The proportion of institutional delivery was higher among women who attended the conference. Similarly, women’s knowledge of obstetric danger signs and preparation for birth and its complication were higher among women who attended the conference. Knowledge on childbirth and postpartum danger signs, discussed with their partners/families about the place of delivery were associated with institutional delivery in Pregnant women’s conference attendants. Distance from the nearest health facility and well preparedness for birth and its complication were associated with institutional delivery in both groups. Besides, knowledge of pregnancy danger signs was associated with institutional delivery in pregnant women’s conference non-attendants.
Therefore, strengthening women to attend pregnant women’s conferences may improve institutional delivery by increasing women’s obstetric danger signs and birth preparedness knowledge. Furthermore, encouraging women to discuss with their families about the place of delivery should be strengthened.
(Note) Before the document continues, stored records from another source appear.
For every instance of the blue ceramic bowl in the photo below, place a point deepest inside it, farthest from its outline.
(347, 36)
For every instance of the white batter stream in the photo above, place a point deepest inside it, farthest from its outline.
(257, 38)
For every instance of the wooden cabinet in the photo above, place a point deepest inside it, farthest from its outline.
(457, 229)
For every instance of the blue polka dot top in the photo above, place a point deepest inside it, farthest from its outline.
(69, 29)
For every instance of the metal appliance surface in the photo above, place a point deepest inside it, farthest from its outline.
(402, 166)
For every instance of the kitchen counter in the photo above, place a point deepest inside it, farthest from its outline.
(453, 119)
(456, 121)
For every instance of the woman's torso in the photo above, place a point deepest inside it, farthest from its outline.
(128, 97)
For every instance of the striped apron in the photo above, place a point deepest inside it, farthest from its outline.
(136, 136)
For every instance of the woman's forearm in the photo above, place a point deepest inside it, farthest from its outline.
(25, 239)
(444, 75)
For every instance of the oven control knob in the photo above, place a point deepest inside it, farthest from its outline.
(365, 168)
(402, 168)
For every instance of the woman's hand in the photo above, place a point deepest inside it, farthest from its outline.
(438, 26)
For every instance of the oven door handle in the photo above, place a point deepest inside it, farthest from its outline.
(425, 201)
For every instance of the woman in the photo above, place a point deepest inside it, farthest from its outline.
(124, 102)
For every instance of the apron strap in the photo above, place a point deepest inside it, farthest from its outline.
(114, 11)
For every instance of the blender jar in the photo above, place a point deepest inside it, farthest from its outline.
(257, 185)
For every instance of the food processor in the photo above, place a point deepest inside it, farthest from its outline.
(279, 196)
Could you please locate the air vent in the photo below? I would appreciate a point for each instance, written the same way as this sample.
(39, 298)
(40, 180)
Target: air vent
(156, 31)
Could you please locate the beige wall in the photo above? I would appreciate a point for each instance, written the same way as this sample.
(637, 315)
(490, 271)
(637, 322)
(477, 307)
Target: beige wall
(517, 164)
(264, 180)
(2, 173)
For researchers, the authors recommended doing a further follow-up cluster-based study by considering a non-selected zone (buffer zone) between intervention and control groups to prevent information contamination, thereby, understanding the net effect of the intervention in the institutional delivery.
We would like to express our gratitude to Bahir Dar University, Amhara regional health bureau, South Gondar Zone Health Office, LiboKmem district Health Office, data collectors and supervisors, Health Extention workers, and study participants for their contribution.
The authors declare that they have no competing interests.
Ethical approval and consent to participate
Ethical clearance was obtained from the IRB committee of Bahir Dar University. Permission letter also received from the region, zonal department, and district health office. Written consent was obtained from each study participant. To ensure confidentiality identification such as name was not recorded. The purpose of the study was explained to each participant.